The latest results show the CH-44 kimberlite has a very promising coarse diamond size distribution. CH-44 is one of 34 new kimberlites Peregrine Diamonds (pgd-t) discovered this year at Chidliak.
Among the 910 microdiamonds recovered from a 312.2-kg sample of reverse circulation (RC) drill cuttings taken from CH-44, were nine commercial-size diamonds that exceeded a 0.85-mm screen size and weighed a total of 0.45 carat. The implied diamond content of the sample is 1.44 carats per tonne.
The parcel included a 0.32-carat diamond, described as an off-white, transparent octahedron. Of the eight remaining larger size diamonds, two were white or colourless, five were off-white and two were brown in colour.
“We are very encouraged by these results from CH-44, yet another kimberlite at Chidliak with a strong coarse diamond size distribution and economic potential in Arctic settings,” said Brooke Clements, president of Peregrine, in a prepared statement.
“The CH-44 pipe is located in what we now refer to as the Southern Focus area, an area with an 8 km radius that currently hosts five kimberlites with economic potential: CH-1, CH-6, CH-7, CH-31 and CH-44,” explained Clements.
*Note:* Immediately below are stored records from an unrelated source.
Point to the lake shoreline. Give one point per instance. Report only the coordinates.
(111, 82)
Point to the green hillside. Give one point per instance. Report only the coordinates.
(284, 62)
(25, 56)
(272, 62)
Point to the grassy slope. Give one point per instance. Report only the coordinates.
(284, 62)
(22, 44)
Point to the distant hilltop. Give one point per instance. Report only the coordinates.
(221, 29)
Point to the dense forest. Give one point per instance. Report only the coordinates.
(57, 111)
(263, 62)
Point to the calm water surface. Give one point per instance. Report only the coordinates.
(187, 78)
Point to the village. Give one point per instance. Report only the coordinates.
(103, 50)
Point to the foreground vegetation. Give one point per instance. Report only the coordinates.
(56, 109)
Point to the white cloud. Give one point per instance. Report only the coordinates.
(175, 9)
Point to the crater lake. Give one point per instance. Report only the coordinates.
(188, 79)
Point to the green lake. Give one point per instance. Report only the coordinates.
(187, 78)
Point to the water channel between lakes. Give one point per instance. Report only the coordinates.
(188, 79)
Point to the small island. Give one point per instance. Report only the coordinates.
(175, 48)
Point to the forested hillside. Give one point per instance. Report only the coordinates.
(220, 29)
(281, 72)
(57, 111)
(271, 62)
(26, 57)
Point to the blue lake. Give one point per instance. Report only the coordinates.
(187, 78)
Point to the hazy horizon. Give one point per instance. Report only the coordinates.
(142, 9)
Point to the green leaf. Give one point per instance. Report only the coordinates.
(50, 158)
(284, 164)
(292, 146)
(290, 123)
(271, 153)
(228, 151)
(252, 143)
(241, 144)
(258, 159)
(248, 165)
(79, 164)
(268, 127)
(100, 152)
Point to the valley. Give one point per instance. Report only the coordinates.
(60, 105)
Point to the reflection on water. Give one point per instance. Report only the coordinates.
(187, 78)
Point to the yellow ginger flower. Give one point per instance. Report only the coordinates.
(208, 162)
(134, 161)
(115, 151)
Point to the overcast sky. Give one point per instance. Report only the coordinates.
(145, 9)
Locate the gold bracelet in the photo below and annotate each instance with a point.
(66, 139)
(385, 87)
A sixth promising kimberlite, CH-28, occurs in the north half of the project.
CH-44 was discovered by drilling a single hole into a magnetic high geophysical anomaly, 1 km west of the 5-hectare CH-31 pipe and 2.5 km south of CH-7. A vertically-drilled RC hole intersected kimberlite from 2 to 35 metres depth before shutting down while still in kimberlite.
The magnetic geophysical anomaly of CH-44 has a surface expression of 0.9 hectare. The kimberlite is described as an olive macrocrystic unit containing abundant indicator minerals, including garnet chrome diopside and ilmenite. Paleozoic rock fragments and basement xenoliths were observed in the drill cuttings.
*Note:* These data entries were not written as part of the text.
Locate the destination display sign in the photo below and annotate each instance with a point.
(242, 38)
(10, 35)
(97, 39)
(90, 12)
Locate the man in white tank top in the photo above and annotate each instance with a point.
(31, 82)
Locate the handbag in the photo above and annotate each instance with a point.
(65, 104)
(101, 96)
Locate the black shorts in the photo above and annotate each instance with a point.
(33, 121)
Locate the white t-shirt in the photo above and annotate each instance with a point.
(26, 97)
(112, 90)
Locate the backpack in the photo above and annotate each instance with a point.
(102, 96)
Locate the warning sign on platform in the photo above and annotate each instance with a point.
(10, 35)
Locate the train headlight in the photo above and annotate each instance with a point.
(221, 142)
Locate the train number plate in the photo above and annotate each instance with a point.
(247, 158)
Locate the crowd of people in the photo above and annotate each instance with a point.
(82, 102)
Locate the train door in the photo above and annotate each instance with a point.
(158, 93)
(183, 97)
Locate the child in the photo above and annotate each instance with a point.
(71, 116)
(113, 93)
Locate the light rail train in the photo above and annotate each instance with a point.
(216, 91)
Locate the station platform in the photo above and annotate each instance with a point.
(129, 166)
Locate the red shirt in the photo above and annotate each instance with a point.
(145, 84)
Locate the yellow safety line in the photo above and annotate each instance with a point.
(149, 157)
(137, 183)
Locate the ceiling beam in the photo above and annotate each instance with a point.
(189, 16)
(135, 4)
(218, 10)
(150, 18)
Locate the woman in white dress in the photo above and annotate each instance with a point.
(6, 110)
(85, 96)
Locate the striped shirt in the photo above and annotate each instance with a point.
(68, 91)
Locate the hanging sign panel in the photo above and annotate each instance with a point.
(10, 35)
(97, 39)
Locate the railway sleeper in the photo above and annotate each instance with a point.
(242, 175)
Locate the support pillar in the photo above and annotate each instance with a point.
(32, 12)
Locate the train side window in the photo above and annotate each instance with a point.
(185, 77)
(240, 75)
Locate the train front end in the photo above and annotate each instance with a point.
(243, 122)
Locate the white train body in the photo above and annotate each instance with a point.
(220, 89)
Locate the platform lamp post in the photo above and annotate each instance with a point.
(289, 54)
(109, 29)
“This kimberlite clearly requires more work in 2011, including core drilling and mini-bulk sampling,” Clements stated.
Peregrine’s 49%-owned Chidliak project covers 9,800 sq. km on southern Baffin Island in the Nunavut Territory, 120 km north of Iqaluit. The remaining 51% is held by BHP Billiton (bhp-n, blt-l), which has a one-time option to earn an extra 7% interest if it chooses to fund the project to completion of a bankable feasibility study. BHP has until the end of November to decide.
With 50 kimberlites discovered to date, this new kimberlite camp extends 70 km in a north-south direction and 40 km east-west. Peregrine also discovered two diamondiferous kimberlites, Q1 and Q2, on its adjacent 100%-owned Qilaq property, further expanding the potential of the region.
In addition to CH-44, newly released microdiamond results for CH-19, CH-21, CH-23, CH-35 and CH-38 show all five kimberlites are diamond-bearing, but with much lower counts.
Results are as follows: a 188.5-kg sample of CH-19 held just a single microdiamond; 13 micros were recovered from 192.8 kg of sample from CH-21; CH-23 yielded 7 stones from a 267.2-kg sample; a 239.3-kg sample collected from CH-35 returned 8 microdiamonds; and CH-38 delivered 51 diamonds under a 0.425-mm sieve size from 188.6 kg of sample.
Kimberlites CH-19, CH-21, CH-23 and CH-35 were all found by prospecting while investigating prospective geophysical anomalies. In all cases, abundant kimberlite boulders and cobbles were discovered at surface associated with the airborne features.
The CH-38 kimberlite was discovered by drilling a 1-hectare magnetic high anomaly. Two cross-cutting holes positioned on each side of the anomaly intersected roughly 100 metres of kimberlite.
Microdiamond results have been reported for 24 of the 50 kimberlites discovered to date, with 23 being diamond-bearing. Results for the remaining kimberlites discovered in 2010 are expected by year end.
At presstime, Peregrine was trading off a 52-week high of $3.29.